Giorgetti, molto vagamente, ha annunciato che nelle prossime settimane arriverà un provvedimento per ridurre l’impatto sulle bollette degli italiani. Nel frattempo, l’Ue ha smentito le voci sul price cap

Giancarlo Giorgetti e Gilberto Pichetto Fratin (Roberto Monaldo / LaPresse)

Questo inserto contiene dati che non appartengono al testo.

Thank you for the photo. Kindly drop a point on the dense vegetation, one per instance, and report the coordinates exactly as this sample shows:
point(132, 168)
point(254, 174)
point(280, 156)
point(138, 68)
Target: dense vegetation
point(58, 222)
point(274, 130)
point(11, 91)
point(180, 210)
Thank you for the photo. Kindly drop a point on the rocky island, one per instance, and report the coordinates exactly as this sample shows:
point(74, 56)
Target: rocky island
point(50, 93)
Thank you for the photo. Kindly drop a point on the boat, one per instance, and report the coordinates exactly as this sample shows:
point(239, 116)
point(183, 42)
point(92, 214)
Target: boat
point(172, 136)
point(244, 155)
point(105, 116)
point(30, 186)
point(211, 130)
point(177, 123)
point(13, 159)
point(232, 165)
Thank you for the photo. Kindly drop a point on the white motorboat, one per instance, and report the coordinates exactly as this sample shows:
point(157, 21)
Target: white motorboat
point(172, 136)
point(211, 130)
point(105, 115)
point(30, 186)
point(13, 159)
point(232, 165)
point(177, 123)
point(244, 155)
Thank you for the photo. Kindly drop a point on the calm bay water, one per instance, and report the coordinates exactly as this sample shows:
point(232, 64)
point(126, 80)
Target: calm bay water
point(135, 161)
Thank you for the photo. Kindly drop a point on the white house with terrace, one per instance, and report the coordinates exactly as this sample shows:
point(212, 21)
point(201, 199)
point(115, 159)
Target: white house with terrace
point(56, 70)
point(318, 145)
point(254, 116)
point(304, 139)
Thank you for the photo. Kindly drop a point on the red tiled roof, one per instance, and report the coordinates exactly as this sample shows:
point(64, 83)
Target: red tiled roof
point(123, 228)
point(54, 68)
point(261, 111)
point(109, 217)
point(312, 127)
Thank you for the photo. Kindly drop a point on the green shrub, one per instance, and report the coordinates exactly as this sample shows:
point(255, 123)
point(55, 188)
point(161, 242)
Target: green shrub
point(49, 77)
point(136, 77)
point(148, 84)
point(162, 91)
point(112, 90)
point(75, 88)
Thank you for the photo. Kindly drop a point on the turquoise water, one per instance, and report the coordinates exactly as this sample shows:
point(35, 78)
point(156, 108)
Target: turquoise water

Seppur al ribasso rispetto ai 61,24 euro al megawattora del 12 febbraio, il valore dell’Italian gas index (Igi) del 13 febbraio ha sfiorato i cinquantanove euro (58,76 euro). Si tratta di un dato – superiore del trenta per cento rispetto ai numeri di un mese fa – che non si vedeva dall’inverno della crisi energetica causata dall’invasione russa dell’Ucraina. Colpa, tra le altre cose, delle temperature rigide in molti Paesi europei e delle costanti minacce di Donald Trump, che colpirà anche l’Unione europea con i suoi dazi commerciali. 

Il governo Meloni è stato finora (troppo) silente sull’argomento, ma l’impasse è stato sbloccato giovedì 13 febbraio dalle dichiarazioni di Giancarlo Giorgetti, che ha annunciato «un provvedimento» in arrivo «nelle prossime settimane» per ridurre l’impatto dell’aumento dei prezzi del gas sulle bollette degli italiani.

«L’andamento dei prezzi dell’energia e le bollette non dipendono dal governo ma da dinamiche estranee, speculative su cui l’attenzione del governo è massima. Una riflessione su ciò che è significato il passaggio al libero mercato degli utenti del mercato elettrico dovrà essere fatta. Ricordo che era uno degli impegni assunto non certo da questo governo», ha aggiunto, senza ulteriori dettagli, il ministro dell’Economia durante un question time in Senato. 

L’annuncio di Giorgetti fa seguito alla decisione, ufficializzata il 4 febbraio dal ministero dell’Ambiente, di anticipare le aste per il gas, nella speranza di riempire gli stoccaggi prima di una ulteriore risalita dei prezzi: «Per l’anno contrattuale che va dal 1° aprile 2025 al 31 marzo 2026, viene messa a disposizione una quota fino a cinquemila milioni di metri cubi. All’interno della capacità riservata al servizio uniforme, è proposta anche quella pluriennale, per erogare il gas stoccato in un periodo più lungo rispetto a quello standard. Sono previsti prodotti di durata da due a cinque anni», si legge in una nota del Mase. 

La soluzione sulle aste del gas non è ovviamente risolutiva. Per fare un passo in più, Gilberto Pichetto Fratin, ministro dell’Ambiente, ha chiesto all’Unione europea di imporre un price cap per «sospendere le quotazioni», ma Bruxelles ha escluso questa ipotesi. L’Ue, che il 26 febbraio presenterà nel dettaglio il Clean industrial deal, ha quindi smentito le indiscrezioni del Financial Times, che ha parlato di un price cap temporaneo.